The motivation for resuscitating Smith is tied to Neo’s own resurrection; the two have been intrinsically linked since they first fought in the original Matrix movie. In The Matrix Reloaded, Smith revealed to Neo that he no longer worked with the other Agents, as Neo’s destruction of one of his forms in the previous film made him realize himself. Linked to Neo due to the shared experience, Smith has become a virus that can take hold of other programs and users within Matrix and replicate itself. Matrix revolutions develops this, with the Oracle revealing that Smith did indeed become the negative inversion of Neo, a result of the Matrix’s numerical equation attempting to balance in reaction to the immense power Neo now wields, surpassing their initial programming. .
Just as the Analyst, The Machines Running the Rebooted Matrix program assumes that the resurrected Neo and Trinity need to be held together to generate more power for the machines in the real world, Smith is also needed to keep the Neo equation balanced. and in good working order.
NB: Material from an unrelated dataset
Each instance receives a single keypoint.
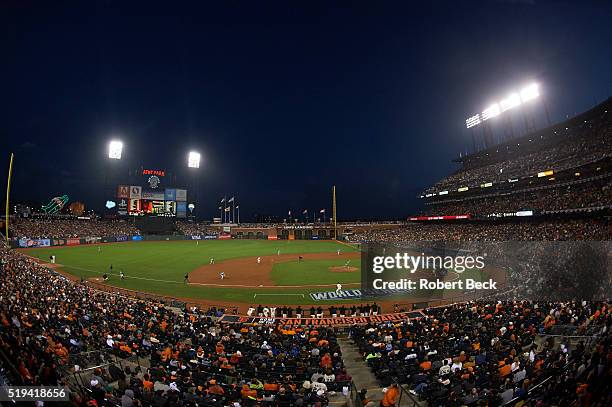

To that end, Smith is revived with Neo, but reprogrammed with a new physical appearance and a new set of memories to prevent him or Neo from remembering who they are while keeping an eye on Neo to ensure he stays on task. that the analyst has prepared for him.
Ultimately, while Smith’s resuscitation was required on some level to properly resuscitate Neo and Trinity, the Analyst’s plan to reprogram and control Smith dramatically backfires. Although Smith clearly has no lost love for Neo, he views the analyst as a common enemy, chasing the control program for Matrix resurrections‘final battle before reigniting Neo. And while Neo triumphs over Smith again, the program is probably still on, ready to be the wild card it always has been and to continue his vendetta against Neo in the twisted way possible.
The Matrix Resurrections is open in theaters and currently available to stream on HBO Max.